D'accord, les choses n'étaient pas semblables. Mais nous avons adopté le même principe de hiérarchisation de la vie. Point.
Nous aussi nous avons mis en place une échelle de la valeur de la vie des uns et des autres. Selon, en fait, le prix que les médias nous apprennent à leur attribuer.
Certes, certes. On sait: s'attaquer à la liberté de la presse c'est s'attaquer à la liberté de penser, d'écrire, de dire, à la démocratie. Et c'est vrai en plus.
Néanmoins, entre le trop-plein d'un côté et le vide abyssal de l'autre, les médias ont oublié un plus juste équilibre. Equilibre plus humain, dans le droit-fil du constat qu'un collègue américain faisait déja dans les années 30-40 et que Serge Halimi rappelait dans son ''Les nouveaux chiens de garde'': ''Nous devions réconforter les affligés et affliger ceux qui vivent dans le confort. Nous faisons désormais le contraire''.
Autant je me sens touché par le drame irakien, sans pouvoir hélas faire autre chose qu'en condamner l'horreur, autant je me sens proche du conseil de Georges Malbrunot. ''Ne pas y aller''en en tous cas pour le moment, paraît la plus sage des décisions. Sauver l'Irak, certes, mais pas au prix de vies dont la disparition ne changera pas grand chose au destin du pays et de ses habitants.
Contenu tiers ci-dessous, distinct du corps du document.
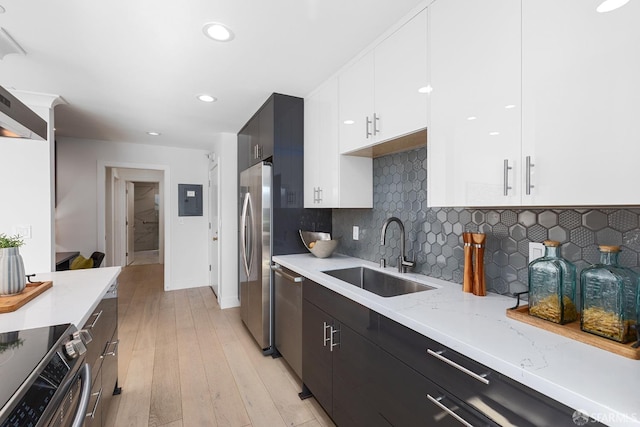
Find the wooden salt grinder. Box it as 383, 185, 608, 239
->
471, 233, 487, 296
462, 232, 473, 292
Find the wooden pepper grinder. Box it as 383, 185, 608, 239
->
462, 232, 473, 292
471, 233, 487, 296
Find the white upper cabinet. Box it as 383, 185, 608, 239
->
338, 52, 375, 153
522, 0, 640, 206
427, 0, 640, 206
304, 78, 373, 208
339, 9, 428, 153
427, 0, 522, 206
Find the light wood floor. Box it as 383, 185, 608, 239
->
107, 264, 333, 427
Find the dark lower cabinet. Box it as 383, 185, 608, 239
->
302, 279, 602, 427
83, 284, 118, 427
302, 300, 390, 426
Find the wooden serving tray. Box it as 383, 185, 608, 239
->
507, 305, 640, 360
0, 281, 53, 313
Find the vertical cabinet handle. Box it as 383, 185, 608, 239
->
503, 159, 513, 196
427, 394, 473, 427
86, 388, 102, 419
322, 322, 333, 347
329, 326, 340, 351
525, 156, 535, 196
87, 310, 102, 329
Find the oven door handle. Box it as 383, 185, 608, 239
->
71, 363, 91, 427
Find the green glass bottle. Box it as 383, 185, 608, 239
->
580, 245, 639, 343
529, 240, 578, 324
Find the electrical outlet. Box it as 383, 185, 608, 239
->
13, 225, 31, 239
529, 242, 544, 262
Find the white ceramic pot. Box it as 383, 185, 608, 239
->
0, 248, 27, 296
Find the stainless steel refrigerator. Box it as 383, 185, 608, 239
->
240, 162, 273, 354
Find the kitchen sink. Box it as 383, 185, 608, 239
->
323, 267, 436, 297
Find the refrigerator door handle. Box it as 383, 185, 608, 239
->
240, 193, 253, 279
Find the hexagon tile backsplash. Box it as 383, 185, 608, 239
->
332, 147, 640, 294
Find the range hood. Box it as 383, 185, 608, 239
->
0, 86, 47, 141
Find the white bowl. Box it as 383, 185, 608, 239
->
299, 230, 339, 258
309, 240, 338, 258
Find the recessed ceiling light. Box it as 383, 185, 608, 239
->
198, 93, 218, 102
596, 0, 629, 13
202, 22, 233, 42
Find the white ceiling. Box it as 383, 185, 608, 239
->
0, 0, 422, 148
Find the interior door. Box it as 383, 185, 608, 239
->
209, 159, 221, 298
125, 181, 135, 265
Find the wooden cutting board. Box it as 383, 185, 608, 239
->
0, 281, 53, 313
507, 305, 640, 360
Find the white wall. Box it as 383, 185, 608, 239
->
212, 133, 240, 308
0, 92, 59, 274
55, 138, 209, 290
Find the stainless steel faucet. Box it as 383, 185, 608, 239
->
380, 216, 416, 273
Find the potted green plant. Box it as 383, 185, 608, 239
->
0, 233, 27, 296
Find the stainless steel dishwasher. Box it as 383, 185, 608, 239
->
271, 264, 304, 378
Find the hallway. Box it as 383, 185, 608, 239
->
107, 264, 333, 427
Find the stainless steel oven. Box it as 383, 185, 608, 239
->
0, 324, 91, 427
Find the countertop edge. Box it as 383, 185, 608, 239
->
273, 254, 640, 426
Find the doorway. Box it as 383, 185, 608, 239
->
209, 157, 220, 302
127, 181, 160, 265
105, 167, 165, 266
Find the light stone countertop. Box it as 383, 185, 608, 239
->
273, 254, 640, 427
0, 267, 120, 333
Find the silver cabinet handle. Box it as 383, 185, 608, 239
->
525, 156, 535, 196
71, 363, 91, 427
322, 322, 333, 347
329, 326, 340, 351
87, 387, 102, 419
373, 113, 380, 135
271, 264, 304, 283
427, 348, 489, 385
504, 159, 513, 196
87, 310, 102, 329
427, 394, 473, 427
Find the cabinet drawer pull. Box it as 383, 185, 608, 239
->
100, 340, 120, 359
525, 156, 535, 196
86, 310, 102, 329
87, 387, 102, 419
322, 322, 333, 347
329, 326, 340, 351
271, 264, 304, 283
427, 394, 473, 427
427, 348, 489, 385
503, 159, 513, 196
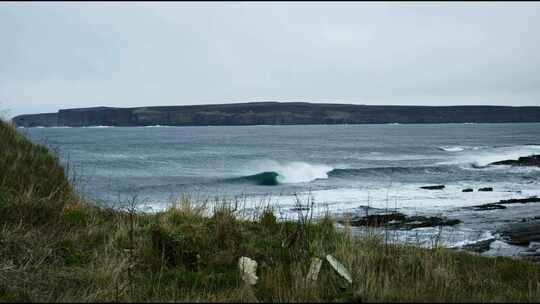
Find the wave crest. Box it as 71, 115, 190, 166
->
244, 161, 333, 184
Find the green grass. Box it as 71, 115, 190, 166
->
0, 122, 540, 302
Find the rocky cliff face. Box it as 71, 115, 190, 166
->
13, 102, 540, 127
13, 113, 58, 127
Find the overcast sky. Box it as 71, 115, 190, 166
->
0, 2, 540, 115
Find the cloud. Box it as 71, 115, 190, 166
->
0, 3, 540, 114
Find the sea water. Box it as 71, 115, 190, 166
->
22, 123, 540, 252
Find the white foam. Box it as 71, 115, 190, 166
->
439, 146, 465, 152
240, 182, 540, 215
440, 145, 540, 167
246, 160, 333, 183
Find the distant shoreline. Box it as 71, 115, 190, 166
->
17, 121, 540, 129
12, 102, 540, 127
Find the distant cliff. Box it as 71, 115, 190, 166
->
13, 102, 540, 127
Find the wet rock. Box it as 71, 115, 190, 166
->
238, 257, 259, 285
420, 185, 444, 190
489, 155, 540, 167
498, 196, 540, 204
465, 196, 540, 210
497, 220, 540, 246
344, 212, 461, 229
460, 238, 495, 253
464, 203, 506, 211
326, 254, 352, 284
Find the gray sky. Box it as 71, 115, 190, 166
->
0, 2, 540, 115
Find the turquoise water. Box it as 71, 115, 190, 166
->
23, 123, 540, 249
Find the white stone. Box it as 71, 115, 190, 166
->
238, 257, 259, 285
307, 258, 322, 282
326, 254, 352, 284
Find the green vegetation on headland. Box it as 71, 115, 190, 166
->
0, 122, 540, 302
13, 102, 540, 127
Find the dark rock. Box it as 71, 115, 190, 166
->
13, 102, 540, 127
350, 212, 461, 229
420, 185, 444, 190
478, 187, 493, 192
497, 220, 540, 245
465, 203, 506, 210
460, 238, 495, 253
489, 155, 540, 167
464, 196, 540, 210
498, 196, 540, 204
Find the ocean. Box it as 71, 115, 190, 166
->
20, 123, 540, 254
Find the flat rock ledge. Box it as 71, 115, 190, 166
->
464, 196, 540, 211
338, 212, 461, 230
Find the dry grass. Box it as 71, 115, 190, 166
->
0, 119, 540, 302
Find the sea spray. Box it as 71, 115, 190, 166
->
242, 160, 333, 183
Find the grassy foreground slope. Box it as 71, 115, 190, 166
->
0, 121, 540, 302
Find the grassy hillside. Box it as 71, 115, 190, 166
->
0, 122, 540, 302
En tous cas pour l'instant.
Et puis, il ne manque guère de sujets gravissimes partout en France,de malheurs et de douleurs, moins exotiques certes mais certainement tout aussi dignes de pitié, qui méritent bien que l'on s'y attarde. Il y a de plus en plus d'affligés en France et plus de plus en plus de confort pour ceux qui ont des vies déja très confortables.